During a meeting with Russian President Vladimir Putin and defense chiefs on Dec. 21, Russian Defense Minister Sergei Shoigu revealed plans to station newly-formed military units near the border with Finland, as both Finland and neighboring Sweden seek NATO membership.
According to the Russian state-controlled RIA Novosti news agency, Shoigu claimed the move is necessary “due to NATO’s desire to increase its presence near Russia’s borders and expand the alliance at the expense of Finland and Sweden.”
In response, the Finnish government stated that there was “a number of inaccuracies and factual errors” in Shoigu’s speech and emphasized that Finland makes its security policy choices independently.
“Shoigu is incorrect in saying that Finland is being pulled into NATO,” the Finnish government said.
Finland and Russia share a border spanning approximately 1,340 kilometers (830 miles).
Sweden and Finland, which have been neutral for decades, changed their stance on NATO after Russia launched its ongoing invasion of Ukraine on Feb. 24. In early July, both countries formally confirmed their desire and ability to meet the “political, legal, and military obligations” of NATO member countries.

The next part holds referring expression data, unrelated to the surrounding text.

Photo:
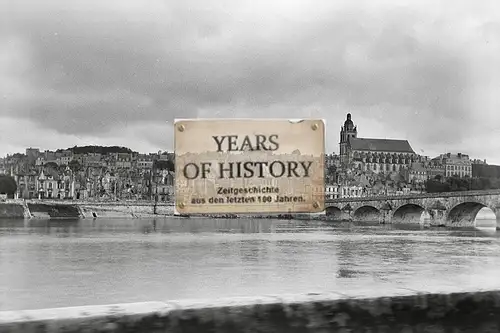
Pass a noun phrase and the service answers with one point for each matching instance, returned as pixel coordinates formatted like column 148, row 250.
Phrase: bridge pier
column 346, row 216
column 437, row 217
column 497, row 213
column 385, row 217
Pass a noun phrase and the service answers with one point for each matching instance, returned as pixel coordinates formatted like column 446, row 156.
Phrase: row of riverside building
column 364, row 167
column 367, row 166
column 113, row 176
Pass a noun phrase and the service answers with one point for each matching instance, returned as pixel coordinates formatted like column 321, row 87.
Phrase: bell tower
column 347, row 132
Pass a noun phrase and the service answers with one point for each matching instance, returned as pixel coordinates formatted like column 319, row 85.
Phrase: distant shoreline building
column 376, row 155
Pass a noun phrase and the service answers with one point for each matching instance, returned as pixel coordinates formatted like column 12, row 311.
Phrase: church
column 376, row 155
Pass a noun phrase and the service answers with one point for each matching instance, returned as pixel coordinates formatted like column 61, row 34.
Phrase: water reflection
column 46, row 263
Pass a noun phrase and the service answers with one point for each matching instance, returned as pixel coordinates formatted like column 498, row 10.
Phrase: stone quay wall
column 80, row 209
column 313, row 313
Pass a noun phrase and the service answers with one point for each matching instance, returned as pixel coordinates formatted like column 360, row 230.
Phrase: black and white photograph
column 227, row 166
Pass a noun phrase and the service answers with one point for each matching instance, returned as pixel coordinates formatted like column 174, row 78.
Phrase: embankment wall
column 50, row 210
column 455, row 312
column 11, row 210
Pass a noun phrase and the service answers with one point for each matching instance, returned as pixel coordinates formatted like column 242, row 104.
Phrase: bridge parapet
column 416, row 196
column 455, row 209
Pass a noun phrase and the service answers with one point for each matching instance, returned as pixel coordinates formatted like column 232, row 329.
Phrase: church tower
column 347, row 132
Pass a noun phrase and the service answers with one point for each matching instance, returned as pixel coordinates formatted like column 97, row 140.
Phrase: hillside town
column 363, row 167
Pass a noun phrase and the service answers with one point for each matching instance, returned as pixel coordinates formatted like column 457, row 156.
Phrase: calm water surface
column 87, row 262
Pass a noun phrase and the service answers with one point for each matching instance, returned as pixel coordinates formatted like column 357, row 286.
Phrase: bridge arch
column 464, row 214
column 333, row 212
column 409, row 213
column 366, row 213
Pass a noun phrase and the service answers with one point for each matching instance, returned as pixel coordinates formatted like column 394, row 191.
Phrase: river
column 50, row 263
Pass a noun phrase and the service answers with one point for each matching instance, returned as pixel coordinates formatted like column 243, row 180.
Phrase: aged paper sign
column 249, row 166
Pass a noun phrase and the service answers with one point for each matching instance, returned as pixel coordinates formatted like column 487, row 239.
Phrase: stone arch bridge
column 450, row 209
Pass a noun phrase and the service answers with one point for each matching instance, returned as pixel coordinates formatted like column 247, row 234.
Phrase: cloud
column 416, row 70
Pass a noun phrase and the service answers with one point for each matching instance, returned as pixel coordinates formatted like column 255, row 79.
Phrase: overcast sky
column 118, row 72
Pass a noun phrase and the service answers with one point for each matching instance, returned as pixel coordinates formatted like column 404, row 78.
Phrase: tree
column 7, row 185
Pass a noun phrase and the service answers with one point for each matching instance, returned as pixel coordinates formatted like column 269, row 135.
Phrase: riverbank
column 402, row 310
column 46, row 209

Twenty-eight out of 30 NATO members have already approved the membership of the two Nordic countries.
In his speech, Shoigu also said that the Russian military must increase in size from its current 1 million personnel to 1.5 million, including 695,000 volunteer contract soldiers, due to Moscow’s invasion of Ukraine. He didn’t specify when the military planned to reach the increased strength.
During the same meeting, Russian President Vladimir Putin emphasized Russia’s commitment to maintaining and developing its nuclear triad, calling it the “main guarantee of preserving our sovereignty and territorial integrity.” He also pledged that Russia would invest “unlimited” funds in its military.